お疲れ様

お疲れ様 (おつかれさま) might be the ultimate “get used to it” phrase. I hear it all the time these days – when anyone returns to the office from an outing we say it to them, I say it to everyone before I leave work, I say it to the guy who empties the trash, I say it to someone if they are leaving.

I’ve started saying it a lot more than I used to, partly because I hear it so much. I did hear it in Nishiaizu, too – when I paid my bills, after I got back from elementary school, when I left school – but it gets used a lot more now.

I guess it literally means something like “You look tired,” but a more accurate translation is, “Thank you for your efforts,” which I learned from Kitakata Alan. That effectively expresses the idea that it is a set phrase used when someone completes something. If you look at the times when it is said, it is generally at the point where one activity ends and another begins. You can emphasize this by making it past tense – お疲れさまでした. If, on the other hand, people are still working (i.e. the activity has not reached completion), then you can say お疲れさまです.

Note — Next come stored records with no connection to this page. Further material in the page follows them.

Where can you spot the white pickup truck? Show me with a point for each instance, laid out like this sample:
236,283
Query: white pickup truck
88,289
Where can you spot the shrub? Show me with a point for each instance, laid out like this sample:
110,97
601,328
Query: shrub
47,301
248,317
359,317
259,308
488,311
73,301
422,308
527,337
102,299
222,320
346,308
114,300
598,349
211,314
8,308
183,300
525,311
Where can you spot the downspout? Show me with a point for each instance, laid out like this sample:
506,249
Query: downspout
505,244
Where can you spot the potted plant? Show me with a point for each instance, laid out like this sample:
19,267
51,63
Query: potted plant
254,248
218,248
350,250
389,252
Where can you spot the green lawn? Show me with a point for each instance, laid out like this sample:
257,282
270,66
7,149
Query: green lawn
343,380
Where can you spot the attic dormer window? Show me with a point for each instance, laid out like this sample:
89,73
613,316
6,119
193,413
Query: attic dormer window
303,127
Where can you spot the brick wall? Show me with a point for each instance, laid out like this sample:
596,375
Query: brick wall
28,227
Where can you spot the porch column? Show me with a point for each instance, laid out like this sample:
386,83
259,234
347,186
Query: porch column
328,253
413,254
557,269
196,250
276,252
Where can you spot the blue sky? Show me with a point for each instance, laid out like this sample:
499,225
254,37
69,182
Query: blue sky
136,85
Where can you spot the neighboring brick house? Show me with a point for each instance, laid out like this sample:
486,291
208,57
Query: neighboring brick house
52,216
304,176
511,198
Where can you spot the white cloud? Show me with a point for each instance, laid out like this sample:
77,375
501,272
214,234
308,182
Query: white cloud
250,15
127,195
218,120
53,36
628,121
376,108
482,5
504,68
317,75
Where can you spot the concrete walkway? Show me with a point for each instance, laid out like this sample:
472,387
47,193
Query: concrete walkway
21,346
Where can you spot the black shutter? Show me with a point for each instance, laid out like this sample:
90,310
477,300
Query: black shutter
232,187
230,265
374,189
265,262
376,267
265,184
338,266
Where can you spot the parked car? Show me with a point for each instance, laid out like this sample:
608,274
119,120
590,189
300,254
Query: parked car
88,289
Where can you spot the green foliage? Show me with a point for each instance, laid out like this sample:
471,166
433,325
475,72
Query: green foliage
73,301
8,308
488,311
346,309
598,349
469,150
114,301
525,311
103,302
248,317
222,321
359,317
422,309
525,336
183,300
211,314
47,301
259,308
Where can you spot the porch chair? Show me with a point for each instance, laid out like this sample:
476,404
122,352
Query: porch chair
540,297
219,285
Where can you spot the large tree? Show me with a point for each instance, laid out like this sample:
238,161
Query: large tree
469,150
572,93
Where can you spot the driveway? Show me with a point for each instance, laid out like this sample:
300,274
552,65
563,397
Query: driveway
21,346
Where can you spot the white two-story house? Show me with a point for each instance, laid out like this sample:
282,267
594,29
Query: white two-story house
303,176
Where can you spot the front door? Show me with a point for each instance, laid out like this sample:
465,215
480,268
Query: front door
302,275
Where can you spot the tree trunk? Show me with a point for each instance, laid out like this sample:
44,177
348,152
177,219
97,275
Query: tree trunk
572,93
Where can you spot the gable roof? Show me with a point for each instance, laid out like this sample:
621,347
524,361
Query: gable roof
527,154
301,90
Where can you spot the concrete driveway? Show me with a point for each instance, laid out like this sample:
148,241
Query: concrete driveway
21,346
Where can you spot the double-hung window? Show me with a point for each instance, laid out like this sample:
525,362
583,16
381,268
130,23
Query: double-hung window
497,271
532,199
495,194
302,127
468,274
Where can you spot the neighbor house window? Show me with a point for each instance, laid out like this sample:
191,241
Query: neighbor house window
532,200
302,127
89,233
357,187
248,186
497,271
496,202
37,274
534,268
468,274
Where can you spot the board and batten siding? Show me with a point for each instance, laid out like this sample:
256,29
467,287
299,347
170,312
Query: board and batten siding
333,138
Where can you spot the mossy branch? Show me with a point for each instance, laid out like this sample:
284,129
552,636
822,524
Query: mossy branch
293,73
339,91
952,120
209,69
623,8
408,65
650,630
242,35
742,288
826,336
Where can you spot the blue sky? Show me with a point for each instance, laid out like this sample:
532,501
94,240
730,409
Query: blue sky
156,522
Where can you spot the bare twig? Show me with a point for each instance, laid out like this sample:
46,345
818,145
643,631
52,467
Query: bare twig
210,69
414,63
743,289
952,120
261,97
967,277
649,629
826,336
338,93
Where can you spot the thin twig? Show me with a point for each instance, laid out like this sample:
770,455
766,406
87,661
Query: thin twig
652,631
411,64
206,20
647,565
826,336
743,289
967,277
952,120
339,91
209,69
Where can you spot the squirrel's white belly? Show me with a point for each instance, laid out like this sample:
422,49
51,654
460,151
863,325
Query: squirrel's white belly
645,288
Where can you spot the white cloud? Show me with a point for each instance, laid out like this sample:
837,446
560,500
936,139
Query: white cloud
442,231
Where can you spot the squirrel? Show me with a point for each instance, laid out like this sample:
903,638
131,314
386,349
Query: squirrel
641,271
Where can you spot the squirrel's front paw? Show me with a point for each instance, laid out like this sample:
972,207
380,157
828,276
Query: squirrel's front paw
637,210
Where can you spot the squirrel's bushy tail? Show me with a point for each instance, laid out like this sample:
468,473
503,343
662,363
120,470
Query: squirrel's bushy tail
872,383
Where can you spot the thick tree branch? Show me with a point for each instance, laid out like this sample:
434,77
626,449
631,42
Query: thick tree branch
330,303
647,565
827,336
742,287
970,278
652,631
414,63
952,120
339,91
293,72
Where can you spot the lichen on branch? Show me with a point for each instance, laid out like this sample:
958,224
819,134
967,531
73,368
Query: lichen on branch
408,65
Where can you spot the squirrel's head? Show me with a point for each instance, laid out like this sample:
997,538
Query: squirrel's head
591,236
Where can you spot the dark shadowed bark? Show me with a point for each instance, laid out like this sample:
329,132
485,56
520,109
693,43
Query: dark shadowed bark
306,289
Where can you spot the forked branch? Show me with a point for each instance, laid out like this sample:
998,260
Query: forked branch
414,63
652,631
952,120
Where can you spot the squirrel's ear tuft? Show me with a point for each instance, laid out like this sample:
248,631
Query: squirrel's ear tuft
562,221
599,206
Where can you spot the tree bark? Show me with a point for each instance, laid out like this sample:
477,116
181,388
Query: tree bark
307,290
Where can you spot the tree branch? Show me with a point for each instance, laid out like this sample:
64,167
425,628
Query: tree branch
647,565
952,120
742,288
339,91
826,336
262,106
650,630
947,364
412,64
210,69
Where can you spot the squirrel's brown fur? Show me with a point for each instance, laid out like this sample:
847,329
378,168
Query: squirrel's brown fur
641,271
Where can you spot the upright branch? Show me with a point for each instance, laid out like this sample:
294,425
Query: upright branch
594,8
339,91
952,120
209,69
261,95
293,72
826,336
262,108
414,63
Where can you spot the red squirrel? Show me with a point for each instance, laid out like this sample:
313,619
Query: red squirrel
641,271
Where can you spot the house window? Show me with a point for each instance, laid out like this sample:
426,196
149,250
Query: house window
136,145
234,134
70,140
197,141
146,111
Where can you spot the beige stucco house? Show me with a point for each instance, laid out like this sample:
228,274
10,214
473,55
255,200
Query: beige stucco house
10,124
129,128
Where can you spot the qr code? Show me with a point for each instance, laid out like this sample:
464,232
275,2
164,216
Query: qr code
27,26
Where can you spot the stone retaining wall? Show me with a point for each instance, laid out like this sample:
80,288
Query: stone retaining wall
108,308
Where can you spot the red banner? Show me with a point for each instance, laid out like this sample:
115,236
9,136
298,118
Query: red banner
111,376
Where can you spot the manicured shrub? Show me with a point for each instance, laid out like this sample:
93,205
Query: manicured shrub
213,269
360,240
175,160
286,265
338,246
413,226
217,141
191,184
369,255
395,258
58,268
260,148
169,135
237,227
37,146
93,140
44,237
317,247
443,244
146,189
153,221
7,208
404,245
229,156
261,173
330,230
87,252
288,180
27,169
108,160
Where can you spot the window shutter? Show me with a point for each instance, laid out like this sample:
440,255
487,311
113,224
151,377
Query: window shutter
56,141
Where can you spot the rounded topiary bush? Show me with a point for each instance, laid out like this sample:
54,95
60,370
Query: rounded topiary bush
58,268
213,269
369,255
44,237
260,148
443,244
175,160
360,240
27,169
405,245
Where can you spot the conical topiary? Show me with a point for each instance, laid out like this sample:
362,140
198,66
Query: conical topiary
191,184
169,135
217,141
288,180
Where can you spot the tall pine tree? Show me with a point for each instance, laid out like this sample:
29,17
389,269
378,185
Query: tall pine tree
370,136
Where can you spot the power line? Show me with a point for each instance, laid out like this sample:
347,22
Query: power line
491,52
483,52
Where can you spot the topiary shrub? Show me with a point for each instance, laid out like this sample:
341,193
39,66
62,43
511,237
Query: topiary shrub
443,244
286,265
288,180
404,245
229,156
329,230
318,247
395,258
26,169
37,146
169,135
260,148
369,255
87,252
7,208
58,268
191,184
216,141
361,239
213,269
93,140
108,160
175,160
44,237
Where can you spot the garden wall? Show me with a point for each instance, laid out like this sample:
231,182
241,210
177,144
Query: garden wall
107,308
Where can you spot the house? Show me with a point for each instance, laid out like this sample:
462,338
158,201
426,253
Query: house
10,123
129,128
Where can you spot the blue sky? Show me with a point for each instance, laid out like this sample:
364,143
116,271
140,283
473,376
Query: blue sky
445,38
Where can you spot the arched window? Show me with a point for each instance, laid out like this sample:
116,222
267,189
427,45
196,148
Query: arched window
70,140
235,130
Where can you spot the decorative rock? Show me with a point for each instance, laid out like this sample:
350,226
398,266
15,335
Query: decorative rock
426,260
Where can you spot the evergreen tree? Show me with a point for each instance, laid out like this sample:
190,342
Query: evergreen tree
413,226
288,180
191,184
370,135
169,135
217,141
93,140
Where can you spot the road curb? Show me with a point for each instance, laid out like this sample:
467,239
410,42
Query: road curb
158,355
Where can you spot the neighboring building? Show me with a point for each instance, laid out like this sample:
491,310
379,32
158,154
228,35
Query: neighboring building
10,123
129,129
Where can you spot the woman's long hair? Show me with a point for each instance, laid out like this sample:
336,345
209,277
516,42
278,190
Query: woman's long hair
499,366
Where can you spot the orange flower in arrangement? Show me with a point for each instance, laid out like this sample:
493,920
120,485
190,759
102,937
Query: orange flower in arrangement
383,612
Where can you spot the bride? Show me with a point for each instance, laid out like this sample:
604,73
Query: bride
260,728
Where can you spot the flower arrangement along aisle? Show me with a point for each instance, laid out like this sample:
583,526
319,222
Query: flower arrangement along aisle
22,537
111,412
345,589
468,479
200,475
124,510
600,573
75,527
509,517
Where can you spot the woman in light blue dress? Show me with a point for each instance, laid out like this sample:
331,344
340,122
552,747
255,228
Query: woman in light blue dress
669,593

Perhaps the best, most ritualized example of this is at elementary school. The kids all do the cleaning themselves after lunch. Sixth graders run groups of kids from all grade levels. All the groups line up and begin cleaning by collectively yelling, お願いします. They end the cleaning by saying, ご苦労様(くろうさま)でした, which is just a more casual way of saying お疲れさまでした. I would always air on the side of お疲れさま, since it is more formal.

Try not to think of the meaning too much. Focus on the situation when it is being said and then try to notice when a similar occasion arises, so that you can use it. And say it a lot, just kind of throw it out there sometimes.